Assembly supports motion on Disappeared

Sinn Fein refuses to endorse motion because of reference to allegation that Gerry Adams was implicated in murder of Jean McConville

The Northern Assembly has endorsed an Ulster Unionist Party motion supporting the families of the Disappeared and noting "with extreme concern" allegations that Sinn Féin president Gerry Adams was involved in the murder of Jean McConville.

Sinn Féin refused to support the motion tabled by UUP leader Mike Nesbitt and former leader Tom Elliott because of the reference to Mr Adams.

Instead Sinn Féin Assembly members Mitchel McLaughlin, Alex Maskey and Caitríona Ruane tabled an amendment supporting the families and acknowledging their "pain and anguish" but removing reference to the Sinn Féin leader.
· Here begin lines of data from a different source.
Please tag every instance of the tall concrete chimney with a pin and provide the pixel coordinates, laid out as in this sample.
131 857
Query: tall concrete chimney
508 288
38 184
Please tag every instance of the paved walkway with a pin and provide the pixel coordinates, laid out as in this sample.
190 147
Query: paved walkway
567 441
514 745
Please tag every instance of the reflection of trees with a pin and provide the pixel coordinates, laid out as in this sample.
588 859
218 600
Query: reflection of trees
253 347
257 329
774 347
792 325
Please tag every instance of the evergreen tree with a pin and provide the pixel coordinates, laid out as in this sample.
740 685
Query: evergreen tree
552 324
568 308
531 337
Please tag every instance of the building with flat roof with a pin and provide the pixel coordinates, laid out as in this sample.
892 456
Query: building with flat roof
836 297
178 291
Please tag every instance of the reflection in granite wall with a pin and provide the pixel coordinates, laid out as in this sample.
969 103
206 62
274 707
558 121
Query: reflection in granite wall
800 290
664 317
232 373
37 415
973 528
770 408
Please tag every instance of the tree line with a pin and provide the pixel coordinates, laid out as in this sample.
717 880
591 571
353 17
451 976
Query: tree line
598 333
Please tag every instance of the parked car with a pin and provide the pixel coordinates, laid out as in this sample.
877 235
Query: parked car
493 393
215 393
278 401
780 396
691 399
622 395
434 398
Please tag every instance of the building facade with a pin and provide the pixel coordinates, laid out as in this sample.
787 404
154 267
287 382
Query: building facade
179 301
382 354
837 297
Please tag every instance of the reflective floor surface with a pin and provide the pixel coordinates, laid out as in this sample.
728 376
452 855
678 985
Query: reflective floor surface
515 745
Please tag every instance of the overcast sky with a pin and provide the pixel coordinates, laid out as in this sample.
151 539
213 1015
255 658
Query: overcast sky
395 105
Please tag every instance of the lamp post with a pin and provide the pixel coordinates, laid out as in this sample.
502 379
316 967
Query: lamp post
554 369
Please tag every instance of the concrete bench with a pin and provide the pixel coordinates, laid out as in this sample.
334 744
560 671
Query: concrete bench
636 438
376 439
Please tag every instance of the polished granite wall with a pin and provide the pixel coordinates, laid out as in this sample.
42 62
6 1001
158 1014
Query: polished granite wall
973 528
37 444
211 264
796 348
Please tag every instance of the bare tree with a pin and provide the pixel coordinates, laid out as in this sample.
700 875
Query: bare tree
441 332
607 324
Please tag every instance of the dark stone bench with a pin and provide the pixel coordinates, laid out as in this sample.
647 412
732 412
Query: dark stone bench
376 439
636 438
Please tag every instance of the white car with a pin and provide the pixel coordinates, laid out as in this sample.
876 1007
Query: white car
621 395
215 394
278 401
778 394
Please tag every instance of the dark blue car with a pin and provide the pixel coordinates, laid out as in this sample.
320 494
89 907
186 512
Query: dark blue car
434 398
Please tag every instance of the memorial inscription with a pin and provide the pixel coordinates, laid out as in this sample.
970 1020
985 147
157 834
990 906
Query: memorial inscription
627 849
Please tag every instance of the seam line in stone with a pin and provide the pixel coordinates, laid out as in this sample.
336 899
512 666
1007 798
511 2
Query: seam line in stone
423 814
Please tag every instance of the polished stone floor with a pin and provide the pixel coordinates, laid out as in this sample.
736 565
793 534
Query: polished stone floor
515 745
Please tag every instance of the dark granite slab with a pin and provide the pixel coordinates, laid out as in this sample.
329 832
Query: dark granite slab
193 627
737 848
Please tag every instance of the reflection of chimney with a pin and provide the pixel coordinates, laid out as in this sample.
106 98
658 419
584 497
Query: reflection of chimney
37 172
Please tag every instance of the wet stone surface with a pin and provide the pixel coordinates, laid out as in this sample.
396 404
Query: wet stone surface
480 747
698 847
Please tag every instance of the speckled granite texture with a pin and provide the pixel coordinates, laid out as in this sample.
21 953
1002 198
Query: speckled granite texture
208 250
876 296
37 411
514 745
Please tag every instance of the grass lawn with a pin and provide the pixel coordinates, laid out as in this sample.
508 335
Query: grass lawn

Of the 17 people on the official list of the Disappeared, 10 bodies have been recovered while seven remain missing.


Mr Nesbitt said this latest Assembly motion on the Disappeared was prompted by the recent BBC/RTÉ documentary on those who were abducted, murdered and secretly buried during the Troubles.

The programme gave a voice to the Disappeared and their families and if people ever lost their ability to listen to such voices then "we will lose contact with our own humanity", he added.

He said the allegation that Mr Adams was involved in Ms McConville's murder came from "beyond the grave" in the documentary in the comments of his former republican colleague Brendan Hughes, who implicated the Sinn Féin president in the killing. He also referred to the comments of veteran former IRA leader Billy McKee.

"You cannot disappear the reference to Gerry Adams from the programme. You cannot disappear the words of Brendan Hughes and Billy McKee, and you cannot disappear the stain of promoting a policy that is simply barbaric," said Mr Nesbitt.

Mr McLaughlin said the UUP motion was ill-judged because the reference to Mr Adams was serving to fragment the previous unanimity in the chamber on supporting the families of the Disappeared. It was also “political point-scoring”. He said republicans had “worked to rectify this injustice” by co-operating in efforts to find the victims’ remains, and this was recognised by the Independent Commission for the Location of Victims’ Remains.

DUP Minister for Health Edwin Poots said there was no desire in republicanism to tell the truth about the Disappeared. "If they cannot tell the truth about . . . their murky past on these issues, then how can we expect them to tell the truth on any other issues?"

SDLP leader Alasdair McDonnell, referring to the Sinn Féin amendment, said he rejected “all efforts to obfuscate or confuse or divert the focus of blame for the whole horror of the Disappeared”.